今回は、3回にわたってGroceryShopで交わされた議論の模様をお届けする。第1回はGroceryShopの名物企画でもある、スタートアップのピッチコンテスト。どのようなサービスが業界関係者に評価されているかを知ることで、業界の課題も見えてくる。ピッチコンテストで聴講者の関心を集めた4分野、5つのサービスを紹介していこう。
恒例ピッチコンテスト、優勝は「需要予測AI」
23年も12社のベンチャー企業が最終選考に残り、各社が自社サービスに関してプレゼンした。23年、食品小売りの課題を解決する分野として、運営事務局が示したのは4つある。まず「生成AI(人工知能)およびAI」。

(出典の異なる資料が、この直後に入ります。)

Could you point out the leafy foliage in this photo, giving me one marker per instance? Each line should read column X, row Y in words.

(1)「Guac」https://www.tryguac.co/
この分野で登壇した企業の中で、最も聴講者から票を集め優勝した米グアックは需要予測のAI「Guac」を開発する。同社が提供するのは、食品廃棄物を削減し、棚の可用性(商品の置き場が買い物客の期待通りであること)を高め、手動注文によるミスを減らして収益増を目指すというサービス。需要予測から発注作業までをカバーする。
同社によると、在庫管理の不備によるコストは、食料品店の年間収益の7%にも相当するといわれる大きな課題だ。そうした在庫管理における不備の26%は、需要予測システムがうまく機能していないことが原因だという。